In many cases of crossed paralysis, besides common motor and sensory symptoms, there is apt to be neuro-retinitis with its consequences.

The chief forms or types of crossed paralysis are:

(α) Lesions involving the meso-ventral aspect of one crus cerebri. The direct symptoms of such a lesion are in the range of distribution of the motor oculi (N. iii.), such as ptosis, mydriasis, external strabismus, and heteronymous diplopia; the crossed symptoms are more or less complete paralysis of the lower part of the face and of the extremities on the opposite side (hemiplegia). This relatively frequent form of crossed paralysis we designate as the eye-and-body type.

(β) The lesion occupies the latero-ventral part of the crus. This rare localization would give rise to direct paralysis of the fourth nerve, indicated by homonymous diplopia in the lower inner field of vision; to lateral hemianopsia with dark half-fields opposite the lesion, from injury to the tractus opticus (vide [Fig. 8]); and to a mixed motor and sensory disturbance in the opposite side of the face and body, without anæsthesia of the olfactory and auditory apparatus. A very large lesion involving almost the entire crus would probably also cause direct paralysis of N. iii.

(γ) Lesion of the basal part of the pons frontad of an imaginary transverse line passing through the apparent origin of the trigemini (NN. v.). Symptoms: A common hemiplegia of the lower face and extremities on the opposite side with neuro-retinitis and other general signs of basal disease. The abducens nerve (N. vi.) would in some cases be involved in its course frontad over the pons, giving rise to internal strabismus and homonymous diplopia on the same side as the lesion.

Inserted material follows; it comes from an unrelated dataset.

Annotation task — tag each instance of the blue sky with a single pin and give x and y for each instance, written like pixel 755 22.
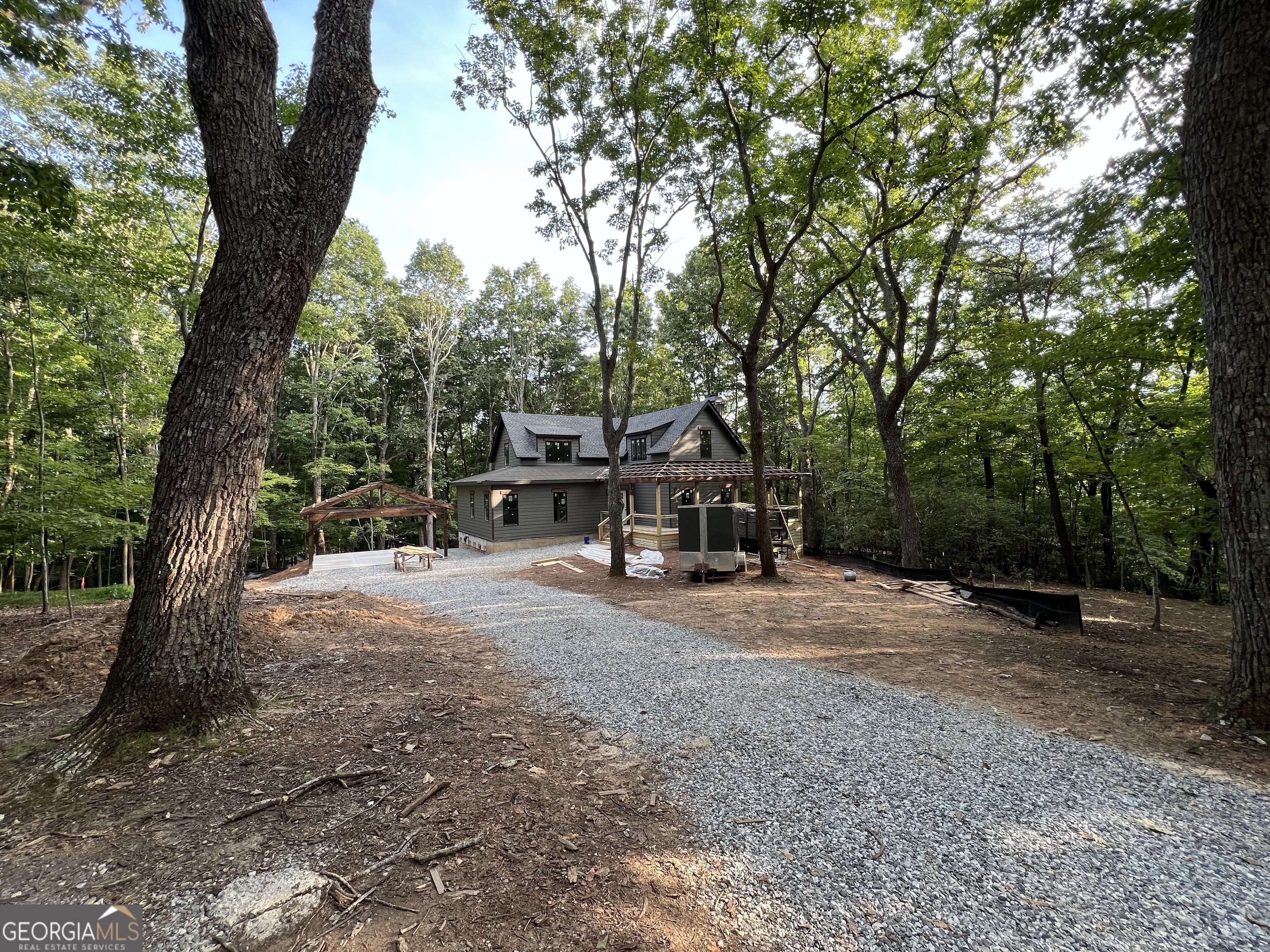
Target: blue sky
pixel 440 173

(δ) A focal lesion in the caudo-ventral part of the pons—i.e. caudad of an imaginary transverse line passing through the trigeminus roots—gives rise to highly characteristic symptoms. These are: Direct paralysis of the face, not (?) affecting all the muscles, but without De R., and common hemiplegia of the limbs on the opposite side.

If the lesion be strictly basal—i.e. one springing from the membranes or bone, the trunks of the sixth and seventh (facial) nerves are directly injured, and the resulting facial paralysis is of the peripheral form, affecting all the muscles and yielding De R. The body symptoms on the side opposite the lesion are less marked.

In the first category of cases, those in which the lesion is in the substance of the pons, the motor fasciculus from the cortex cerebri to the nucleus of N. vii. is injured caudad of (below) its theoretical decussation-point on the middle part of the pons, while the pyramidal tract is involved frontad of (above) its decussation.

This symptom-group is known as face-and-body type, or as crossed hemiplegia, strictly speaking.